Parecer da Procuradoria-Geral da Fazenda Nacional aponta riscos fiscais e legais de flexibilização excessiva nas relações de trabalho
A Procuradoria-Geral da Fazenda Nacional (PGFN) alertou o Supremo Tribunal Federal (STF) sobre os riscos da chamada pejotização, prática em que empresas contratam trabalhadores como pessoa jurídica para mascarar vínculos empregatícios e evitar encargos trabalhistas. Em parecer enviado à Corte, a PGFN afirma que a medida pode trazer “consequências nefastas” para a arrecadação de impostos e o custeio da Previdência Social.
Segundo o órgão, a pejotização tende a atingir especialmente profissionais mais qualificados e com rendimentos mais altos, o que amplifica os impactos negativos sobre as finanças públicas. “Esse artifício aniquilaria o dever que vincula profissionais liberais qualificados ao pagamento do Imposto de Renda”, argumentou o procurador Carlos de Araújo Moreira. “Além disso, desfalcaria o caixa da Previdência Social ao afastar a incidência da contribuição patronal.”
Suspensão no STF reacende debate jurídico
O tema voltou ao centro das discussões após o ministro Gilmar Mendes determinar, na segunda-feira (14), a suspensão de todos os processos no país que tratem da pejotização até uma decisão definitiva do STF. A prática já é alvo de polêmica há anos no meio jurídico, especialmente desde 2018, quando o Supremo autorizou a terceirização irrestrita, inclusive para atividades-fim das empresas.
Com base nessa decisão, diversas empresas passaram a questionar o reconhecimento de vínculos formais com trabalhadores, sob o argumento de que os contratos eram regulares.
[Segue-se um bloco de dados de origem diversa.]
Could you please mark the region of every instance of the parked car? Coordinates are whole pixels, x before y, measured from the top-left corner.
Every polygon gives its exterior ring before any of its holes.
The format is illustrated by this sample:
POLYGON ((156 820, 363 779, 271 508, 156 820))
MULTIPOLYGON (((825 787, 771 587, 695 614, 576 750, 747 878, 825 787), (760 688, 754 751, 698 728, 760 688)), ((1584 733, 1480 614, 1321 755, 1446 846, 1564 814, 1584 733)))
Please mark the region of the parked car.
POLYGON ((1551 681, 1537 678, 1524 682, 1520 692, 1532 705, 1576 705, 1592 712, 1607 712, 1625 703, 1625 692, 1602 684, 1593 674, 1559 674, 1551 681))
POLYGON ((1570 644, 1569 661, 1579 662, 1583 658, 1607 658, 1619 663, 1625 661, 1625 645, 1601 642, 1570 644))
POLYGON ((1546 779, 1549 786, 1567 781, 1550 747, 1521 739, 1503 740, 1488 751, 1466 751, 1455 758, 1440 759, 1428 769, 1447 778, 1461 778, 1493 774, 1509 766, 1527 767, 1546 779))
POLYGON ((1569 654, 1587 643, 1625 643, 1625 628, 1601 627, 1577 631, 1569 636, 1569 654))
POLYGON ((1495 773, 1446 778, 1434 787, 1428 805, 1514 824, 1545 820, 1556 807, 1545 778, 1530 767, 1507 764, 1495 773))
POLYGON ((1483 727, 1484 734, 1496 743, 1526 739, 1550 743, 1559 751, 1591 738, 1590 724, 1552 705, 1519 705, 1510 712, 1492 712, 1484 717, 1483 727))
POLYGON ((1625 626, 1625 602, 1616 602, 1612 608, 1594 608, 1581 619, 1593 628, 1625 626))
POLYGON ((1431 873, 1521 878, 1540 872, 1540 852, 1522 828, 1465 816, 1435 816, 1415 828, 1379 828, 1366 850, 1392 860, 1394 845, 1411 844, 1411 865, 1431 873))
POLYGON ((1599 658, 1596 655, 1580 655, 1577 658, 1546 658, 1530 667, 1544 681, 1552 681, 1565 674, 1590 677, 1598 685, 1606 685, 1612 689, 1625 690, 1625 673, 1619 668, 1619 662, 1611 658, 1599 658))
No entanto, em muitos casos, o que se vê, segundo especialistas, é a substituição do emprego formal por contratos de fachada, sem os direitos garantidos pela Consolidação das Leis do Trabalho (CLT).
Estimativas preocupantes
Um estudo do professor Nelson Marconi, da Fundação Getúlio Vargas (FGV), apontou que a pejotização já impactou em R$ 89 bilhões a arrecadação fiscal entre 2017 e o fim de 2023. Se o modelo se expandir para metade dos trabalhadores com carteira assinada, a perda pode chegar a R$ 380 bilhões.
“É uma questão que ultrapassa o debate trabalhista. A perda de receita compromete as contas públicas e afeta diretamente a sustentação da seguridade social”, afirmou Marconi no estudo.
Posicionamento da União
No parecer enviado ao STF em abril de 2023, no contexto de um processo envolvendo um trabalhador do setor de telecomunicações, a PGFN enfatizou que a livre iniciativa deve respeitar os princípios e normas da CLT, incluindo os artigos que definem vínculo empregatício e proíbem fraudes.
“A Justiça do Trabalho deve preservar o princípio da verdade real, impedindo que relações trabalhistas legítimas sejam descaracterizadas sob a aparência de contratos de prestação de serviços”, concluiu a Procuradoria.
O julgamento do STF ainda não tem data para ocorrer, mas a decisão de Gilmar Mendes de suspender os processos sinaliza que o tema poderá ser analisado de forma unificada e com repercussão geral, definindo um marco legal para o futuro das relações de trabalho no país.